One day when we were visiting his shore home, I began being aware of his interest in attempting to watch me shower outside from the upstairs balcony.
I began being afraid to go to my parents when they called me and he and his wife were visiting. They often would come to get together for dinner and drinks. I would be in my nightgown and robe.
“Amy…. Can you please come and say goodnight?”
“Not tonight Mom,” I would plead.
“Get down here and be civil to our friends,” she would call back up at me.
I would walk downstairs holding the nightgown close to my legs.
“Give me a kiss.”
I would lean over and inevitably the nightgown would bellow out just enough to give glimpse to my developing chest. My face would get beet red as I watched HIM strain to look down my nightgown.
ACT IV: Covert Incest
My adoptive father began keeping a stash of his own pornography. He started watching starlets who used their sexuality to titillate men. One night, he, my mother and I sat as Raquel Welch jiggled around the stage.
“Why can’t you be built like that?” he asked my mother.

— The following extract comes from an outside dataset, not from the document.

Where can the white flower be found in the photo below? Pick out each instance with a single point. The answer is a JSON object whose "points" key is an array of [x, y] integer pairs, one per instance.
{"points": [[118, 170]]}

I became indignant. “Why would you let him talk to you like that,” I asked her.
“He chose me didn’t he?”
“But he is fantasizing about someone else?! How can you feel good when clearly you are just not good enough?”
She said nothing.
My father enjoyed my discomfort and began making more and more sexual comments about me… “You will have plenty of boyfriends, you are pretty enough. You just don’t have much of a body.”
He started walking in on me while I was dressing and would not respond when I knocked on his door and he was undressed. It got so bad; I started having nightmares about it.
THE EPILOGUE: Understanding GROOMING 101
I was made to feel ashamed of my desire to say “NO” and was very clearly forced to titillate the fantasies of men!!!
Only one professional made the connection many years after the fact…“I don’t understand,” I told her, “WHY didn’t anyone protect me?”
“I think your adoptive mother was a victim of incest,” she told me matter-of-factly.